En Inde, c’est Samuel, un garçon âgé de 13 ans qui vit la même difficulté. Alors qu’il n’a pas l’usage de ses deux jambes, il doit faire 4 kilomètres de route pour aller à l’école. Assis «confortablement» dans son fauteuil de fortune bricolé à l’aide de plusieurs objets, le jeune invalide est poussé par ses petits frères.

Bande annonce du film

Des «exploits» qui méritent d’être signalés

Les scènes de la bande annonce du documentaire sont émouvantes et font office d’un courage hallucinant qui anime ces enfants à qui de nombreuses choses n’ont pas souri dans la vie. Vivant aux quatre coins du monde, ils ont tous un seul et unique objectif : réussir à travers l’instruction. Le matin, c’est sous les regards un peu perdus et même parfois tristes de leurs parents qu’ils bravent chaleur ou froid, montagnes ou plaines, animaux sauvages et savane pour pouvoir espérer un meilleur avenir.

«J’avais croisé beaucoup de gamins dans leur genre, partout sur le globe (…) mais, jusque-là, je n’avais jamais pris conscience des exploits que ces enfants accomplissent pour accéder au savoir. Cela m’a bouleversé», lance impressionné le réalisateur Pascal Plisson. Ce dernier a également indiqué que l'association «Aide et Action au Maroc» s'occupe désormais de Zahira et de ses copines sur Le Journal des Femmes. «Nous avons un très bon suivi avec les enfants, car quand je réalise un documentaire sur un sujet aussi sensible que celui-ci, je ne peux pas me permettre de seulement filmer puis partir. Et puis si le film a du succès, il y aura forcément un retour», promet-il.

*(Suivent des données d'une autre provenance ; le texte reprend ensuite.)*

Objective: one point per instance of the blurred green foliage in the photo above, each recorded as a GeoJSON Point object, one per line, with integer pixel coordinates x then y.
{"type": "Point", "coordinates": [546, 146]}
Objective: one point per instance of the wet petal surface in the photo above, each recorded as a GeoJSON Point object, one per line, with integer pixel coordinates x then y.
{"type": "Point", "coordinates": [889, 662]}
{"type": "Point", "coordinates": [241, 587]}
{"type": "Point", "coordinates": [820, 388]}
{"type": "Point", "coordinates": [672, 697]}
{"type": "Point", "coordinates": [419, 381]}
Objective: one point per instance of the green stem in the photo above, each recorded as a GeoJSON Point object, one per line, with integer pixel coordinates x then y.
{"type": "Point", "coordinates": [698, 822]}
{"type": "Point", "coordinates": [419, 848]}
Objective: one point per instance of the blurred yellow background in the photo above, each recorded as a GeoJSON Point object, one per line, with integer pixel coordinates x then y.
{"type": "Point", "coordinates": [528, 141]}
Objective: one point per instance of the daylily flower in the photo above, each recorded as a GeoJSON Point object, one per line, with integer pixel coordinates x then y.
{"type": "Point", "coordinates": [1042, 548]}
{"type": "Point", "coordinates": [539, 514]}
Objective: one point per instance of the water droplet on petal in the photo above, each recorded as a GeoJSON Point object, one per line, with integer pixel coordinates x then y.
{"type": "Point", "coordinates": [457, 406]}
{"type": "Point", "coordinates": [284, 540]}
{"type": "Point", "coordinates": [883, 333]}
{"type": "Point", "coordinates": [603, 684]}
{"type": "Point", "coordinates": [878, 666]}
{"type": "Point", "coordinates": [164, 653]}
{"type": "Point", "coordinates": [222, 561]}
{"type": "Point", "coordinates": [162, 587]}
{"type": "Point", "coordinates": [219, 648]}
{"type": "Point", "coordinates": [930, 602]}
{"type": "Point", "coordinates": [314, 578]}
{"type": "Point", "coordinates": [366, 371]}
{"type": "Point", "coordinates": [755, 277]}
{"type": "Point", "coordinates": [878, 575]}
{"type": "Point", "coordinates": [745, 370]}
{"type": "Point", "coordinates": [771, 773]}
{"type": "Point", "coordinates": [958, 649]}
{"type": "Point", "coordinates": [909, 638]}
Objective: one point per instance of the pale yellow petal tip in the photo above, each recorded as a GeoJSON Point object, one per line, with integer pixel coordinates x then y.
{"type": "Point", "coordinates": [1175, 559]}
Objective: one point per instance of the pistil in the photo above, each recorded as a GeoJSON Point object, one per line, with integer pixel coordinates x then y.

Tout compte fait, pour cette rentrée 2013, le documentaire devrait constituer une source de motivation supplémentaire pour bon nombre d’élèves dans le monde, surtout ceux se trouvant dans les situations similaires. Tout récemment, l’UNICEF avait profité de la rentrée pour rappeler au gouvernement marocain les défis à relever en matière d’éducation, estimant que «l’école marocaine n’arrive pas encore à assurer une couverture universelle durable» en particulier pour les enfants vulnérables. Demain, après la projection en salles, aucune excuse ne semblera valable pour manquer des jours de classe !

Témoignage de Zahira, la petite marocaine

 

Bravo les filles !
Auteur : CommonReader
Date : le 25 septembre 2013 à 10h50
Je souhaite à ces courageuses jeunes filles un très bel avenir professionnel.

Par ailleurs, quand on voit ce reportage, on se dit que les MRE et enfants de MRE n'ont aucune excuse : quand on a les moyens de recevoir une éducation en bas de sa porte, sans parcourir des kilomètres, il faut rendre grâce à Dieu et saisir l'occasion de progresser dans les savoirs, avoir un comportement exemplaire à l'école.

J'espère que l'entreprise de scolarisation des jeunes (et moins jeunes) femmes va se poursuivre, y compris dans les campagnes et les montagnes, car c'est un véritable investissement pour l'avenir du pays.